一応時系列としては、証明書を使う方法を最後に実施し、その翌日にエラーが消え、雷マークが付くようになった。

ただまぁ、ほっといてもそのうち直った可能性は高いし、もしかしたらキャッシュのアップデートとか関係なかったのかもしれないので何とも言えない。今後何かあったら下記で対応かなと思ってる。


  1. 一番大事なのは バリデーションが通っているかどうか なので、まずそこを確認する

  2. 通っているのにエラーが出続けるような状況なら、 update-ping を実行して待つ

  3. それでもなかなか変わらないなら update-cache を試す

なお、証明書を使うアップデートの手順は下記:


  • RSA キーを作る

  • 公開鍵を /.well-known/amphtml/apikey.pub に配置



    • Content-Type: text-plain にする



  • リクエストする URL を署名し、リクエストパラメータに含めて送信

  • OK の文字列が 204 で返ってくれば成功

具体的なやり方は AMP のドキュメントと GitHub に置いてある 雑なシェルスクリプト を見ればなんとなく伝わると思う。

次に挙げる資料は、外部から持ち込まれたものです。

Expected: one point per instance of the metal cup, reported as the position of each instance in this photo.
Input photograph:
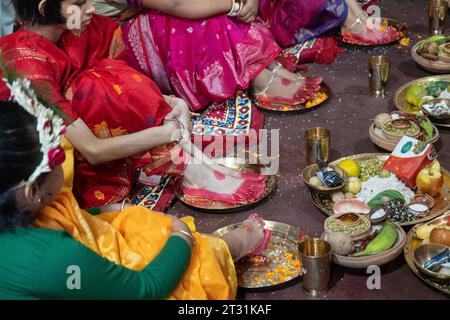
(315, 258)
(437, 10)
(317, 144)
(379, 68)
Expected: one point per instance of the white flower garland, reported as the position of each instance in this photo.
(50, 126)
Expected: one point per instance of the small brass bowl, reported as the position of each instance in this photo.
(398, 124)
(310, 171)
(444, 52)
(442, 116)
(424, 199)
(348, 219)
(426, 252)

てか Search Console でプロパティ追加する前からインデックスされると思わなかった。 Firebase だからなのか?


まとめ

AMP を書くこと自体は、手軽にバリデーション出来るし、そんなに苦がない。

けど問題は Google 検索結果に AMP マークが付かないとなってからで、「ドキュメントに見落としがあるんじゃないか」「 validator バグってんじゃないのか」とか色々可能性を考えてしまい面倒だった。

仮に AMP マークつかなくても別にサイトが見れないわけではないので、 validator を信じて待つのがよい(と思う)。

ちなみに、 AMP にしたからとって PageSpeed Insights で高得点が取れるわけではない。実際このサイトはそんなに得点が高くない。 Google 検索結果以外からもやってくることを考えると、画像の圧縮や長期キャッシュなどは基本として抑えておくべきだろう。

余談だけど、ひょうたんのページはとても喜んでもらえたので、嬉しかった。そんなエンジニア10年目。